Mr. Darcy paced in the game room. It was the only room in which he could be sure that the Bennet family would not visit. Elizabeth’s family and aunt Mrs. Phillips had arrived to pay a call upon Lady Catherine for which he had to be present to provide the introductions. He felt regret at leaving Elizabeth when it was his idea to invite her mother, but he did not have the patience of a saint.
And so he paced the game room nearly bored to tears. He had forgotten to grab his book from the library. If he retrieved it now he might be seen and his lie of important letters of business to attend would be uncovered. He was very disappointed with the Matlocks as he had received their letter that day. They would not be making the trip to visit Lady Catherine.

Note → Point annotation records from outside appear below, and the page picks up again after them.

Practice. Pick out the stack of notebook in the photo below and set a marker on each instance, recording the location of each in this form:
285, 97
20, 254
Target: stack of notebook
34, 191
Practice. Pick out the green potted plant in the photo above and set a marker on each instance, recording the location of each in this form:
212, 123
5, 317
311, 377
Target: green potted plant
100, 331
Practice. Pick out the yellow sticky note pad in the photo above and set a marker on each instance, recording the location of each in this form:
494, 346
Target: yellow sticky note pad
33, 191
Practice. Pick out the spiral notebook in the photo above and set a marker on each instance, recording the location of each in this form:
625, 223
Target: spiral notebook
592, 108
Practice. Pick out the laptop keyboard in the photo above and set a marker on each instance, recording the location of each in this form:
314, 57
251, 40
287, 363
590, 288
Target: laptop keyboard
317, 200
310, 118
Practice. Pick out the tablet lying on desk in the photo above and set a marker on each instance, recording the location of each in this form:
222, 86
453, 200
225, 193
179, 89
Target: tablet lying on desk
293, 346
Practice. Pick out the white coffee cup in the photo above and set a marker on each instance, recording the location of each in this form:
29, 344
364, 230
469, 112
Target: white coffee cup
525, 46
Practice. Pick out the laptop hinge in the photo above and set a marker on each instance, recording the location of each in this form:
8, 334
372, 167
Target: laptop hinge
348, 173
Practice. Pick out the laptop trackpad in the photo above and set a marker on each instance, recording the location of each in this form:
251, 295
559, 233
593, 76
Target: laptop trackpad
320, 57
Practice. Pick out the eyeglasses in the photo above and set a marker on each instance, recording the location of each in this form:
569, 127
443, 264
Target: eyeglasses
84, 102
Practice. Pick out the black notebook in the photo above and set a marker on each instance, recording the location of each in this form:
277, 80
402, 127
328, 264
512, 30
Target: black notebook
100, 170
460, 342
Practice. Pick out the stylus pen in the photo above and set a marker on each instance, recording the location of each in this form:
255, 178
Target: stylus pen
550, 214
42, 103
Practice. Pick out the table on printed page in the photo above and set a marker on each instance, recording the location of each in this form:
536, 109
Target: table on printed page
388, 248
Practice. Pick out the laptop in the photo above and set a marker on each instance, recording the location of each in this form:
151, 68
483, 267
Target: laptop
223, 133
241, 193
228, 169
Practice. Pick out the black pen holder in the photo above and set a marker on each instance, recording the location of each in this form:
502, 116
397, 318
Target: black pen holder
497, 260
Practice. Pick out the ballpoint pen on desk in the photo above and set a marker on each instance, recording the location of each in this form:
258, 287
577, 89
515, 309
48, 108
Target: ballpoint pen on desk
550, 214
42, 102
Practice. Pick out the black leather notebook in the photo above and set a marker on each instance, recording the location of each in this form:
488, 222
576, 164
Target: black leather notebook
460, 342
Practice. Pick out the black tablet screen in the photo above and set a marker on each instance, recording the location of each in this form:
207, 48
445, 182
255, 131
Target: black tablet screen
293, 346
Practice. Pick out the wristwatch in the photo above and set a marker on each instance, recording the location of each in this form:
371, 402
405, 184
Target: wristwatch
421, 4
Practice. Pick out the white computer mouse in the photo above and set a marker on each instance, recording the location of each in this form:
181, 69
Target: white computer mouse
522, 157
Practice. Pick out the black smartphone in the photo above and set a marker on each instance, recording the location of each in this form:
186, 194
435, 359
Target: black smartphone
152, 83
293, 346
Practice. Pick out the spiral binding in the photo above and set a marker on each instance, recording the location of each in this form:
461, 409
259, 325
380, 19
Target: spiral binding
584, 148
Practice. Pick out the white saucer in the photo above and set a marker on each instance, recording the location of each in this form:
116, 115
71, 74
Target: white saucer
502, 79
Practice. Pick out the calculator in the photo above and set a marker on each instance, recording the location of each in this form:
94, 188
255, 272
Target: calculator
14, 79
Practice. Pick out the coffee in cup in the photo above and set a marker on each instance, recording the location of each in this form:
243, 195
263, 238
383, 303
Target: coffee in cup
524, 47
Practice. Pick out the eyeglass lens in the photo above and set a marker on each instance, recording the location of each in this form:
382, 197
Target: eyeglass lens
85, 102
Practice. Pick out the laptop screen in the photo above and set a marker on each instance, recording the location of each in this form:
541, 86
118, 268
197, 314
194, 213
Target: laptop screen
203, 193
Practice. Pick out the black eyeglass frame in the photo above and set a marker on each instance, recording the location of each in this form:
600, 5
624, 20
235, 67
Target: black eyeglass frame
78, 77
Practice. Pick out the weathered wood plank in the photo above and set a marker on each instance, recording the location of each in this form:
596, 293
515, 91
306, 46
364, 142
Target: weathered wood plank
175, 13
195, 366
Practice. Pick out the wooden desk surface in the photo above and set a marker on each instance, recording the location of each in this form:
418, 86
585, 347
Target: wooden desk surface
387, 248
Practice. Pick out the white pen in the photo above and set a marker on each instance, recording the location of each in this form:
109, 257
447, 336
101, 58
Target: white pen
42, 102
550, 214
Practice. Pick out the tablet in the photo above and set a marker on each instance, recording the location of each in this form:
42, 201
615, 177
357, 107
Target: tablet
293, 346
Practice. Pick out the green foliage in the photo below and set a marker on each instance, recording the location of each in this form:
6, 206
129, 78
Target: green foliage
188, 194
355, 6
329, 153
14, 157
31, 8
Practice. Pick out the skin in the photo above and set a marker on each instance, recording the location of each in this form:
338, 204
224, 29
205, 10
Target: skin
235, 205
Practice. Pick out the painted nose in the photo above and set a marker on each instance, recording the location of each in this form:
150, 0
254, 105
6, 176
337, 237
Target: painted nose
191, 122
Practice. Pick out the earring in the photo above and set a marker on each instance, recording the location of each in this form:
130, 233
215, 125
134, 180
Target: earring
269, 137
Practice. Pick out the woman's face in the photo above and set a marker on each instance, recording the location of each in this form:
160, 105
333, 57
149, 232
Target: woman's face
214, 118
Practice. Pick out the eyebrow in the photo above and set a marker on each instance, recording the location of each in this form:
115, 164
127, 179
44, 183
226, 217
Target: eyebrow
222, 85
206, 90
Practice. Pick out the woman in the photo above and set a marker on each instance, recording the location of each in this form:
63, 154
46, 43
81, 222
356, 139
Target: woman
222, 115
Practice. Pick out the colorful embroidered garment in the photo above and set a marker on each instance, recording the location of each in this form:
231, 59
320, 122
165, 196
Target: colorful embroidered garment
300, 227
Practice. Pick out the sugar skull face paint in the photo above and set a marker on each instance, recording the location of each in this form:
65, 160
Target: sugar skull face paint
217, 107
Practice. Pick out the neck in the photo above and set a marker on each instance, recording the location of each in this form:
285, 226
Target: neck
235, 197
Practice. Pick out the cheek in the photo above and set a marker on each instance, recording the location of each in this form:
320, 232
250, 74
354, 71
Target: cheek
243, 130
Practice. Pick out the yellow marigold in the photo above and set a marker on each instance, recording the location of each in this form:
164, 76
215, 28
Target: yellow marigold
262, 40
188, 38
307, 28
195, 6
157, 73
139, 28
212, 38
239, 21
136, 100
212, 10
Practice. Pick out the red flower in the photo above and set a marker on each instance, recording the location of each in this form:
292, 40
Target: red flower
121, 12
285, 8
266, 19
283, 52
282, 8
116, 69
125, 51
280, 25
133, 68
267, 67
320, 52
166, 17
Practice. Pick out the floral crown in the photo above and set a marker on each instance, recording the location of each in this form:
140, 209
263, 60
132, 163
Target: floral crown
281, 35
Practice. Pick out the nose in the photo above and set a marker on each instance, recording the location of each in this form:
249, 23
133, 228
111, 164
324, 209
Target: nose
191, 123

There went his hope that the Matlocks could convince his aunt to travel with them to town.
Mr. Darcy had made another circuit of the game room. He moved a pawn on the chessboard and started his walk again.
Did his relatives not understand the damage his aunt was doing to his marriage bed? To his sanity? Elizabeth would not repeat the heady night of passion with Lady Catherine next door. Nor would she approved his idea to explore Netherfield and use other furniture. She was positive servants, her sister, anyone would see them and think it perverted to have relations outside their bedroom and bed. Mr. Darcy did not know how much longer he could last at Netherfield. He sighed long and heavily.
“Darcy, why do you sound as if you have the weight of the world on your shoulders?”
Mr. Darcy turned to his friend as the door to the game room closed. “Because my aunt is here and will not leave. And while she is here…we can hear her voice in our room.”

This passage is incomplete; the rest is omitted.